Manager Investor Relations PGE Ronald Andre Hutagalung menerangkan, besarnya cadangan panas bumi di Indonesia karena posisi Indonesia yang terletak di rangkaian gunung api (ring of fire). Dari sekian wilayah di Indonesia, Pulau Sumatera tercatat memiliki cadangan panas bumi terbesar, mencapai 9,6 GW.
“Secara reserve (cadangan) paling besar lokasinya ada di Sumatera, sebesar 9,6 GW, diikuti Jawa 8,2 GW, kemudian di Sulawesi 3,1 GW, di Maluku 1,2 GW, di Kalimantan 0,2 GW, dan di Nusa Tenggara ada 1,2 GW,” sebut Ronald Andre dalam acara Pertamina Geothermal Energy-Investortrust Youth Seminar Financial Literacy, Kamis (15/5/2025).
Baca Juga
Lokasi yang sangat mendukung ini, kata dia, membuat permintaan (demand) masyarakat akan kebutuhan listrik dapat terpenuhi.
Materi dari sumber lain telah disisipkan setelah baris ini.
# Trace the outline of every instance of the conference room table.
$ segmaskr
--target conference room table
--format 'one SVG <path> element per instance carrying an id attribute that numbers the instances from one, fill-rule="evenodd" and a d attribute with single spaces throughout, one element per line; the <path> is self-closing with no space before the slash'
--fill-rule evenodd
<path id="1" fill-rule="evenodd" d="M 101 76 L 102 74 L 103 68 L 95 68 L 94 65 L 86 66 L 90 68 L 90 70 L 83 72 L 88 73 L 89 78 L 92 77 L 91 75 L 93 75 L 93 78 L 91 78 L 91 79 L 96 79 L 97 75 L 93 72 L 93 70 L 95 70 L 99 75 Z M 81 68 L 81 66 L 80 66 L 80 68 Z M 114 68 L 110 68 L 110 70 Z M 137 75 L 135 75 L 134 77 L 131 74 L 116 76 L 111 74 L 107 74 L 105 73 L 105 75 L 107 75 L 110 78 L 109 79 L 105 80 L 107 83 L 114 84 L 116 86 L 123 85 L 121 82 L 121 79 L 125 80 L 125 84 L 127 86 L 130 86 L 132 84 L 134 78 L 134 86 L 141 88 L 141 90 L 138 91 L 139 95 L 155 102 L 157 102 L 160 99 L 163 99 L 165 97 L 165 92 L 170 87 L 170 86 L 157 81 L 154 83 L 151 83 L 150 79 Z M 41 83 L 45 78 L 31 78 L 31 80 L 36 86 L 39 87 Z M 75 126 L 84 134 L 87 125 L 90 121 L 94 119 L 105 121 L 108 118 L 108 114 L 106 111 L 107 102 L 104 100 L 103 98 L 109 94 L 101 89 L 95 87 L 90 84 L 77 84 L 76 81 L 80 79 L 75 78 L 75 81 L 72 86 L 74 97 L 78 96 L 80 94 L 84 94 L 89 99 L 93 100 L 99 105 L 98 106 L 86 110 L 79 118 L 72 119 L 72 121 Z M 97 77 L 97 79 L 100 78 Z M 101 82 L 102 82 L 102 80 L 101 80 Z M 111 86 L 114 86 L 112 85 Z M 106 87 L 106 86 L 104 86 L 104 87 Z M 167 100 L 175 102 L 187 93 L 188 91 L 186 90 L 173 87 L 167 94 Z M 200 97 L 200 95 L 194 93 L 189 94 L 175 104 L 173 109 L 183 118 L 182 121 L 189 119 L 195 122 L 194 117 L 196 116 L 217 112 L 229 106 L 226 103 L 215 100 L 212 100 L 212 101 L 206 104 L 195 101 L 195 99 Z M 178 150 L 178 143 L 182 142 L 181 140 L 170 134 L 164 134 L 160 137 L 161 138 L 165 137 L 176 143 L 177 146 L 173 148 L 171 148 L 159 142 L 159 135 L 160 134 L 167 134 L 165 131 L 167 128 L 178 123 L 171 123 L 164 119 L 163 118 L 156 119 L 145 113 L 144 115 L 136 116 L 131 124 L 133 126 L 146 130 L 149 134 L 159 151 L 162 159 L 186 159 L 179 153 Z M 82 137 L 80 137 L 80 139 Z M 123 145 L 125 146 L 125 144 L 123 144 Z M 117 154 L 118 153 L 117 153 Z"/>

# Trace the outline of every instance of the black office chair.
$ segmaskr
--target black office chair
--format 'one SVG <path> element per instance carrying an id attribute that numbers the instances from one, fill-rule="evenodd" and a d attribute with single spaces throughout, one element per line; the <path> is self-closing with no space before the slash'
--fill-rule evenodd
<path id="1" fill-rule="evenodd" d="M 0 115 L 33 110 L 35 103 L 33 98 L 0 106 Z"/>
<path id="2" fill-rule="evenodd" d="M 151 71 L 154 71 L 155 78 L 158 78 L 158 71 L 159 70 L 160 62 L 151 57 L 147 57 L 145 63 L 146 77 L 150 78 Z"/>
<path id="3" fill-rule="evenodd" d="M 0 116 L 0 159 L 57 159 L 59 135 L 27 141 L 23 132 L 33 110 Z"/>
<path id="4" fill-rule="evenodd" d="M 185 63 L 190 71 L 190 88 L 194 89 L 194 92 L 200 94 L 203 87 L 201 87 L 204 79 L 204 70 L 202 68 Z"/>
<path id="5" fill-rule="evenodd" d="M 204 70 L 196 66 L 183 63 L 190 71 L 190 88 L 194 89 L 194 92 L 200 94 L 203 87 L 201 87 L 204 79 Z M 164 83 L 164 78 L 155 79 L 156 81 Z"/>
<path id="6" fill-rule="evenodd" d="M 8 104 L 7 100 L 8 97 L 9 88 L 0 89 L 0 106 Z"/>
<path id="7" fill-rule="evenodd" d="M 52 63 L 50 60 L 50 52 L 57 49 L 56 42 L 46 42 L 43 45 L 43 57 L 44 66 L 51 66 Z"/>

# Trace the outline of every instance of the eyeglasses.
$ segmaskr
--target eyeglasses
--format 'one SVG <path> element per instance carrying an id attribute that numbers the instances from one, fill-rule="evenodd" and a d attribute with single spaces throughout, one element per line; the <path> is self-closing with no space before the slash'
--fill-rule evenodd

Bahkan menurutnya, bukan tak mungkin PLTP bisa menggantikan pembangkit listrik berbasis fosil.
“Jadi antara supply dan demand bisa dilihat itu match sekali dan juga kebetulan untuk yang pembangkit yang bertenaga fossil fuel juga pasarnya paling besar ada di Pulau Jawa. Jadi sebenarnya kami bisa nge-replace fossil fuel tersebut dengan yang PLTP,” ujar dia.
Kendati demikian, Ronald Andre tidak memungkiri bahwa untuk mengembangkan PLTP ini membutuhkan investasi yang sangat besar, utamanya di awal. Disebutkan bahwa butuh investasi sekitar US$ 5,3 juta untuk mengembangkan PLTP per 1 megawatt (MW).
Pemerintah sendiri manargetkan pengembangan kapasitas PLTP mencapai 10,5 GW pada 2035. Sementara itu, saat ini install capacity dari geothermal baru mencapai 2,6 GW.
“Investasi di awal itu sangat besar, kira-kira US$ 5,3 juta itu per megawatt. Jadi untuk menambah sekitar 8 gigawatt itu membutuhkan investasi sekitar US$ 50 miliar,” kata Ronald Andre.